By: - Climate DepotNovember 5, 2017 10:36 PM

VATICAN CITY — Religious leaders need to tell congregations that global warming can affect not just the environment, but also the spread of diseases and other threats to human health, participants said at a Vatican conference on Saturday on climate change, an issue that has been a priority of Pope Francis.

Persuasion “starts with the tenets of faith” more than with scientific data, said the Rev. Leith Anderson, president of the United States-based National Association of Evangelicals, noting that most of the world’s population has some religious affiliation. “Environmental catastrophes” like recent storms, flooding and droughts, he said, “create opportunities to persuade.”

The Rev. Mitchell C. Hescox, president of the Evangelical Environmental Network, said he had given hundreds of talks on the issue. “Many evangelicals believe in climate change or understand the science in climate change, but they still see it as a future event,” he said. “It’s not something they have to worry about, and that is what we have to change.”

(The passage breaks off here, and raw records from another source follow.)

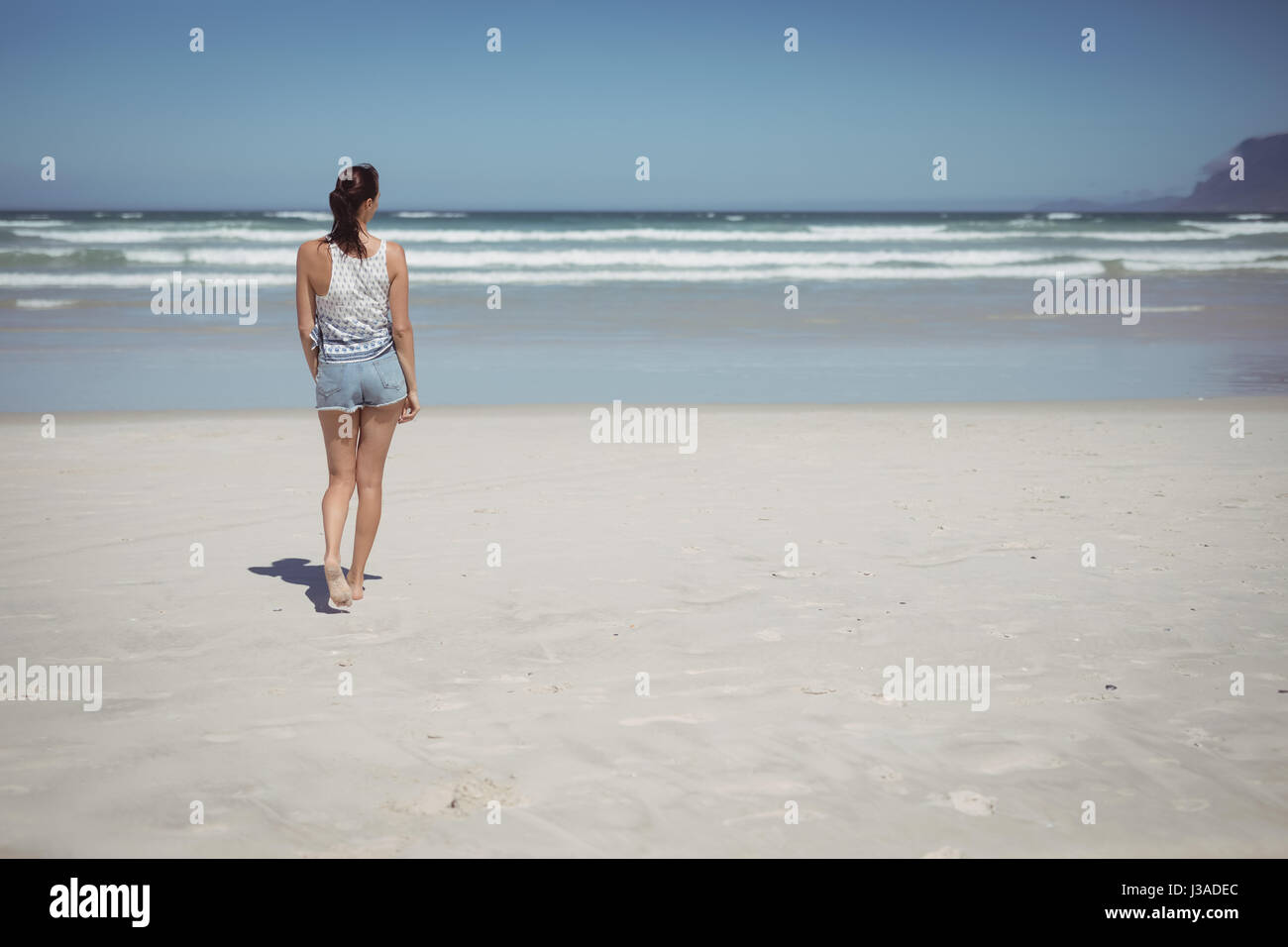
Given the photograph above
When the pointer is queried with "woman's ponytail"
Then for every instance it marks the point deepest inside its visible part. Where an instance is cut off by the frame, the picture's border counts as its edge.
(352, 189)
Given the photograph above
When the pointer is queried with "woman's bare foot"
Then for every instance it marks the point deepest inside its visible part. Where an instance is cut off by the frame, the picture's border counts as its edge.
(340, 591)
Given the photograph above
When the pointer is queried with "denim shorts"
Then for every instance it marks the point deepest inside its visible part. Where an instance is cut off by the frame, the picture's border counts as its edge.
(349, 385)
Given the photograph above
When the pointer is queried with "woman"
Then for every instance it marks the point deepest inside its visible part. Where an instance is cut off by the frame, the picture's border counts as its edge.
(351, 298)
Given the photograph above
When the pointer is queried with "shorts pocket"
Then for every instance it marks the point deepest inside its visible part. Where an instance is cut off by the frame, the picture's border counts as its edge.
(390, 372)
(327, 380)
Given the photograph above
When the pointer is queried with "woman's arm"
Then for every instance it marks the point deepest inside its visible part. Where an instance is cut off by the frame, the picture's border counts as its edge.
(403, 343)
(305, 303)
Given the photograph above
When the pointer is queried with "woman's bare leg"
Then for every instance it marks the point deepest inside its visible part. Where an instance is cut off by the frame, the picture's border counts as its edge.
(376, 433)
(340, 434)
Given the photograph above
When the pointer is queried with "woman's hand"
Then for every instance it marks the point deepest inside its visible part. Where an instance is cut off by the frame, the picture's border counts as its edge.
(411, 407)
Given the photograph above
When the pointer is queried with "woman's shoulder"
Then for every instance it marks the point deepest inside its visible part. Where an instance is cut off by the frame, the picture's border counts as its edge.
(394, 253)
(313, 247)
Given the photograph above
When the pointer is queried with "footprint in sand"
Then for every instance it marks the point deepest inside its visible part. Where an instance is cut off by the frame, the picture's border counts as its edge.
(971, 802)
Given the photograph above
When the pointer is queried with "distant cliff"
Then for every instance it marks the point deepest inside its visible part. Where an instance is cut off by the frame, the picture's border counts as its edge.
(1263, 188)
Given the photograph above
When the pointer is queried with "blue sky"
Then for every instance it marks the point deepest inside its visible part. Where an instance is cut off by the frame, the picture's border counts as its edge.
(703, 89)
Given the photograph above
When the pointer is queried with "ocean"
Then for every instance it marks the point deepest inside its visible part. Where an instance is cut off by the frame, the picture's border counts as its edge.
(655, 308)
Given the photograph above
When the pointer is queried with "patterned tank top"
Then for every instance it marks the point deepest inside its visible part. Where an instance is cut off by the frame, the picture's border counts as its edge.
(353, 321)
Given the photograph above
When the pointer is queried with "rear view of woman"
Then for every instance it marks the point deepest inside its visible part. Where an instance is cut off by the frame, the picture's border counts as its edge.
(351, 298)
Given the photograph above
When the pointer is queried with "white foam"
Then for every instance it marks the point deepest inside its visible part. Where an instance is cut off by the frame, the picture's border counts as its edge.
(34, 222)
(43, 303)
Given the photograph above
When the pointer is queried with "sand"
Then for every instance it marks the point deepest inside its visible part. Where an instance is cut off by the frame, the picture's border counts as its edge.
(516, 684)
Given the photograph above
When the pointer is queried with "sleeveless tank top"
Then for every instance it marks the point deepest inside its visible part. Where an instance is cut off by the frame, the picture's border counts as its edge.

Mr. Hescox added: “The way to move conservatives around the world is to talk about how it impacts or affects their children, their own lives.”

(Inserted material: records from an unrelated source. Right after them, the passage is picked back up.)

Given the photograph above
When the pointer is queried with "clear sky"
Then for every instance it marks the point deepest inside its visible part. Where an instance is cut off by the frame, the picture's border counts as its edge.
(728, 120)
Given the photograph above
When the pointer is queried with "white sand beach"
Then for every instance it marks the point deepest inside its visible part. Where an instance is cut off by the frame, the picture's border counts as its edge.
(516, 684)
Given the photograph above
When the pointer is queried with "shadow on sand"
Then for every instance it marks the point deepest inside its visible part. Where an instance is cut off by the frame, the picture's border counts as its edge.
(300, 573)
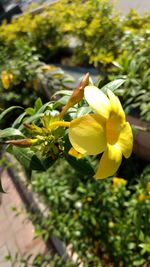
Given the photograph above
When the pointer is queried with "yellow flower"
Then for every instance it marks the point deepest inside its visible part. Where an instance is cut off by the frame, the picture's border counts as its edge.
(118, 181)
(6, 79)
(75, 153)
(106, 131)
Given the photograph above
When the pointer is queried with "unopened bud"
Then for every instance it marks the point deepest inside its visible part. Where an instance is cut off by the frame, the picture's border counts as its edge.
(77, 94)
(6, 79)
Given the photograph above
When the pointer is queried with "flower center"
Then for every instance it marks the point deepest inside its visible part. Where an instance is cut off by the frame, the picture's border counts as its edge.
(113, 128)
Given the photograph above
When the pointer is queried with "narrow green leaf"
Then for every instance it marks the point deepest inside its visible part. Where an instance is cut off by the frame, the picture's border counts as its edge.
(1, 187)
(27, 158)
(38, 103)
(63, 92)
(30, 111)
(5, 112)
(83, 166)
(113, 85)
(18, 120)
(33, 118)
(10, 132)
(48, 162)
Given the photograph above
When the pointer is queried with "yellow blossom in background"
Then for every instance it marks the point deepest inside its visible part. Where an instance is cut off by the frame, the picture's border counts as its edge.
(118, 181)
(106, 131)
(75, 153)
(6, 79)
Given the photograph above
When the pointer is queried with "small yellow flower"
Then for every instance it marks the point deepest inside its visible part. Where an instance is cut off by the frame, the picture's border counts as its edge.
(142, 197)
(75, 153)
(6, 79)
(106, 131)
(118, 181)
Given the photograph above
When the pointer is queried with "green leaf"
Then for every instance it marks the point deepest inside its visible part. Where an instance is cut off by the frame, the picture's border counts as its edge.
(30, 111)
(48, 162)
(1, 187)
(33, 118)
(83, 111)
(19, 120)
(83, 166)
(63, 92)
(5, 112)
(113, 85)
(38, 104)
(9, 132)
(27, 158)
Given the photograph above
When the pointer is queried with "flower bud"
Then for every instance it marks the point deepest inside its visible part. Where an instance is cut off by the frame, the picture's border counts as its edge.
(77, 94)
(6, 79)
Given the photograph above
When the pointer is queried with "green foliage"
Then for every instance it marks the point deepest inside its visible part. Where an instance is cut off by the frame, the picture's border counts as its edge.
(97, 218)
(133, 65)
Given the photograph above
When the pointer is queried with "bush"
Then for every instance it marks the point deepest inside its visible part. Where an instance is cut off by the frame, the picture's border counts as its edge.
(104, 221)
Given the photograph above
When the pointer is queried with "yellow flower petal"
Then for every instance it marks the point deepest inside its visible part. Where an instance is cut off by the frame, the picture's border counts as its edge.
(97, 100)
(116, 106)
(125, 140)
(110, 162)
(75, 153)
(119, 181)
(87, 134)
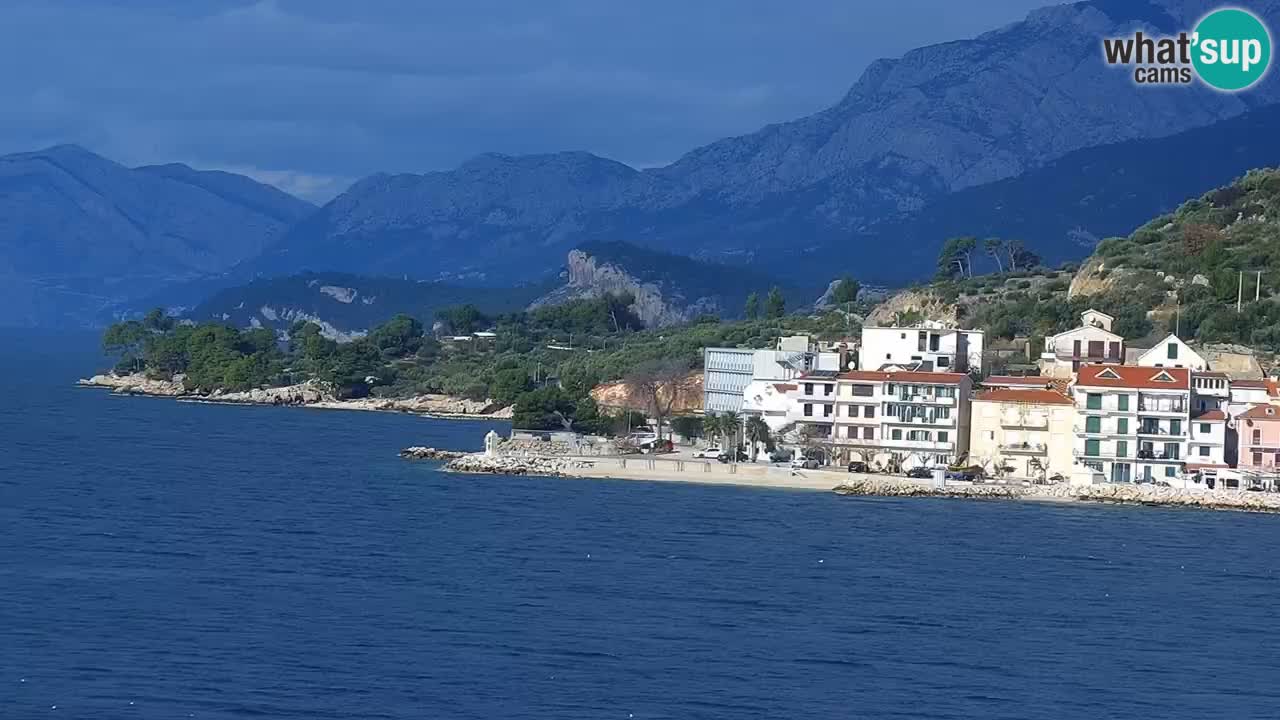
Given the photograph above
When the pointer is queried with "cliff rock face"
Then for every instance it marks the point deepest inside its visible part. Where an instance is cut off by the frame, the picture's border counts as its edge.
(910, 131)
(656, 305)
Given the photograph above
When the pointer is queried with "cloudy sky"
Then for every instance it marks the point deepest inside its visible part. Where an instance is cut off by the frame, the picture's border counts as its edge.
(312, 94)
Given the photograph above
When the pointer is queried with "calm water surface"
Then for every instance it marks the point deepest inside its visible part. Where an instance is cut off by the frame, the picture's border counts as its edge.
(174, 560)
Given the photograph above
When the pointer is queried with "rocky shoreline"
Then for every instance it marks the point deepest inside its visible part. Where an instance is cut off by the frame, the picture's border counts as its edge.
(1152, 496)
(310, 393)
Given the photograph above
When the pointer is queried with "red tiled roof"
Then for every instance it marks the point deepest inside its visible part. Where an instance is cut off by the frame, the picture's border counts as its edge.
(905, 377)
(1031, 396)
(1265, 411)
(1038, 381)
(1133, 377)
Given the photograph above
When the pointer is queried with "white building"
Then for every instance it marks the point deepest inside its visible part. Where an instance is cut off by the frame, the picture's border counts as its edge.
(1091, 342)
(901, 419)
(1133, 423)
(728, 370)
(1173, 352)
(931, 349)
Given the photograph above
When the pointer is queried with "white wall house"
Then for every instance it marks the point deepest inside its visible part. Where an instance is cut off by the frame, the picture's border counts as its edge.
(901, 419)
(1091, 342)
(1173, 352)
(1133, 424)
(944, 350)
(728, 370)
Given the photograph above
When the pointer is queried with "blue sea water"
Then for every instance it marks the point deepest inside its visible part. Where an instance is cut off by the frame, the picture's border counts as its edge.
(176, 560)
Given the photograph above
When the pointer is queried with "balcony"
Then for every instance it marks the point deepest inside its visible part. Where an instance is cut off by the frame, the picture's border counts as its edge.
(1031, 422)
(1024, 447)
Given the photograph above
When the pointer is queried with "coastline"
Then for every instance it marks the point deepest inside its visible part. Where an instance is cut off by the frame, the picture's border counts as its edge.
(775, 477)
(310, 395)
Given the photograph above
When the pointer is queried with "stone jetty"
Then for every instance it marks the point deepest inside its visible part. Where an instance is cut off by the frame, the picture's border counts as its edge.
(1115, 493)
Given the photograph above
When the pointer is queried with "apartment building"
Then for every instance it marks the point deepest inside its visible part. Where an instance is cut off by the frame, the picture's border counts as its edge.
(728, 373)
(1091, 342)
(901, 419)
(1133, 423)
(1025, 431)
(1258, 431)
(924, 347)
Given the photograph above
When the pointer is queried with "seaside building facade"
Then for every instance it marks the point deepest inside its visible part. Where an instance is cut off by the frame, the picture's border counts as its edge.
(899, 420)
(1133, 424)
(1027, 432)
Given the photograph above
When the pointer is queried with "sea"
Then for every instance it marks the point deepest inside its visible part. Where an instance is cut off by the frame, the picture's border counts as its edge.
(172, 560)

The three-day conference on public health and the planet, which ended Saturday, was hosted by the Pontifical Academy of Sciences. The conference reviewed studies and data that have emerged since Francis issued a forceful 2015 encyclical that highlighted the social and ethical issues caused by climate change, including mass migration and famine.

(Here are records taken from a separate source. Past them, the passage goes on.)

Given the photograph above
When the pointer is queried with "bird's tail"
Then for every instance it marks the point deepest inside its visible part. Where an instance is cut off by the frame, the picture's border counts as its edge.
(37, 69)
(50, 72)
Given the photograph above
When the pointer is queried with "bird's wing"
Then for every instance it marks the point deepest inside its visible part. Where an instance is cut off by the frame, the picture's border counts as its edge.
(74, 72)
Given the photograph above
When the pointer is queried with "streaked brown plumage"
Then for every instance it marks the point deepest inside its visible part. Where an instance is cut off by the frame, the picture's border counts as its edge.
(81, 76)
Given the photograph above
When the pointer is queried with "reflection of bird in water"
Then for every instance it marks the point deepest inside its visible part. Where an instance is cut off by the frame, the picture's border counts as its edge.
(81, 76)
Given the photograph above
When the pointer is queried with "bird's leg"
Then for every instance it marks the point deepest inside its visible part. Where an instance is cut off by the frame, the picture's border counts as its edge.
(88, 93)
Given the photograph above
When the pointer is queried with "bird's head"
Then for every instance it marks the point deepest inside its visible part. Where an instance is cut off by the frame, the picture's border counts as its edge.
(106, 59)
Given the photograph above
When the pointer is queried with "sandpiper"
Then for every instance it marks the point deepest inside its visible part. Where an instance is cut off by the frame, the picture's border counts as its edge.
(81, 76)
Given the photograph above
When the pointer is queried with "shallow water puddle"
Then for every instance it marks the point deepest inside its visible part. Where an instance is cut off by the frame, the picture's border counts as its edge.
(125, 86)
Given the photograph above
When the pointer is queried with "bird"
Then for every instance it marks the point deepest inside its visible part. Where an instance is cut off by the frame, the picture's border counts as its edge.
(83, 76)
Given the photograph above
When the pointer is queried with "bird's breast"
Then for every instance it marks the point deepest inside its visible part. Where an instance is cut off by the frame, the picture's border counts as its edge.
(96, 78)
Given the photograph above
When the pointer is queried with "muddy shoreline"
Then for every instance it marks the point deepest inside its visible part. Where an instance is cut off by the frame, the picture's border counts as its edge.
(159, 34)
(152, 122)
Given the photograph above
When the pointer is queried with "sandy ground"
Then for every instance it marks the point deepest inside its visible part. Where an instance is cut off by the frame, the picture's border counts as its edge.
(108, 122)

The participants shared “the most recent solid science on how climate change and air pollution undermines health, increases chronic diseases and the early results on how it impacts the brain,” said Joachim von Braun, the president of the Pontifical Academy. “Science is not just pointing at the environmental consequences of climate change, but also human health consequences” that affect both the poor and the wealthy.